Le point de vue d’Alain Duault : Rusalka dans les belles eaux de Cologne

Xl_rusalka_opera-de-cologne_2022_alain-duault © (c) Paul Leclaire

Encore une fois une maison allemande montre la formidable ressource des théâtres d’alternance, appuyés sur leurs troupes, dans l’excellence des réalisations lyriques : cette Rusalka de Dvorak donnée ce printemps à l’Opéra de Cologne (plus exactement dans une salle provisoire qui pallie l’impossibilité de jouer dans la grande salle, en travaux) en est la démonstration éclatante.


Rusalka, Oper der Stadt Koln (c) Paul Leclaire

La première ressource sur laquelle s’appuie le spectacle est l’orchestre, le superbe Orchestre du Gürzenich, aux cordes denses, aux bois colorés, aux cuivres rutilants, sous la baguette ardente du jeune chef Constantin Trinks, spécialiste de Wagner (il a été assistant de Christian Thielemann à Bayreuth) et de Strauss. La filiation wagnérienne est évidente tout au long du spectacle, autant dans la matière vivante de cet orchestre que dans la dialectique théâtrale qui s’établit avec le spectacle signé de la jeune metteuse en scène Nadja Loschky, une disciple du grand Hans Neuenfels (mort le mois dernier). Ce spectacle est entièrement centré sur l’impossible passage d’un monde à un autre, d’une essence à une autre. Rusalka semble d’abord une jeune femme qui rejette la foi de son père, sorte de pope d’une religion qu’il fait partager à sa famille – et son rejet induit la perte de son âme. Mais elle semble aussi une jeune femme qui, peu à peu, perd pied face à l’univers de la raison, glisse dans les miroirs de l’illusion et sombre dans la folie. Et, en même temps, elle est aussi cette jeune femme d’un beau conte pour adulte, éperdue d’amour jusqu’à s’y perdre corps et âme. Ces trois niveaux de significations se tissent et s’interpénètrent sans que jamais ne se perde le fil dramatique, comme dans les meilleurs opéras de Wagner.

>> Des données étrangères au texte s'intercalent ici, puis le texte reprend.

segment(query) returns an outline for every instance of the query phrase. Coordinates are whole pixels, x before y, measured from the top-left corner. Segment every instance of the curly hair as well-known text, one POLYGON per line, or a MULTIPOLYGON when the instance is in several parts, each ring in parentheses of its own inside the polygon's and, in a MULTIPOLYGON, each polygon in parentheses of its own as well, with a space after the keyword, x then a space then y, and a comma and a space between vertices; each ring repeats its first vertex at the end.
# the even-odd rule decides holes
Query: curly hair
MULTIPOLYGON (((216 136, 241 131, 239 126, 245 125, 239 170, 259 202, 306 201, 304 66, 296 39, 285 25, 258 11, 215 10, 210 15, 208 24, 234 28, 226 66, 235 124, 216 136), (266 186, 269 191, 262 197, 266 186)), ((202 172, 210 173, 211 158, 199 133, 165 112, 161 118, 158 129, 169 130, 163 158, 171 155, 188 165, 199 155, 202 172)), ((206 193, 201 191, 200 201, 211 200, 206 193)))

Rusalka, Oper der Stadt Koln (c) Paul Leclaire

Clins d’œil au Ring (avec, dès le début, les trois nymphes qui sont un écho des trois Filles du Rhin de L’Or du Rhin) mais surtout intelligente construction en trois actes, chacun centré sur un lit, lit de naissance au premier acte, lit d’amour au deuxième acte, lit de folie au troisième acte. Ces lits sont des lieux de passage : Rusalka, encore nymphe des eaux, en surgit au premier acte, avant que la sorcière Jezibaba ne tranche sa queue de sirène avec un grand couteau – qui réapparaitra acte après acte, et servira à tuer le Prince à la fin. Le Prince et la Princesse étrangère s’y jettent au deuxième acte pour faire l’amour illégitimement avant d’y disparaitre soudainement sous les draps redevenus vides. Rusalka s’y recroqueville en position fœtale au troisième acte quand elle passe « de l’autre côté », celui de la folie mortifère. Cette progression dramatique, portée par la musique, s’appuie de surcroit sur une direction d’acteurs d’une rare finesse. Subtilité de chaque geste, de chaque expression du visage, de chaque déplacement : tout concourt au déploiement d’une richesse signifiante bouleversante. Et les idées de mise en scène éclairent la trame du récit avec une acuité théâtrale comme on n’en voit trop peu souvent sur une scène lyrique. Un exemple parmi cent : quand Rusalka, privée de sa queue de sirène et devenue femme, créature humaine, doit apprendre à avoir deux jambes, d’abord prises dans des prothèses lacées, puis peu à peu abandonnées pour le difficile apprentissage de la marche, le travail gestuel minutieux fait partager cet effort douloureux, cette véritable naissance à la marche – d’autant que l’interprète, l’extraordinaire soprano russe Olesya Golovneva, s’affirme fascinante comédienne autant que chanteuse de premier ordre.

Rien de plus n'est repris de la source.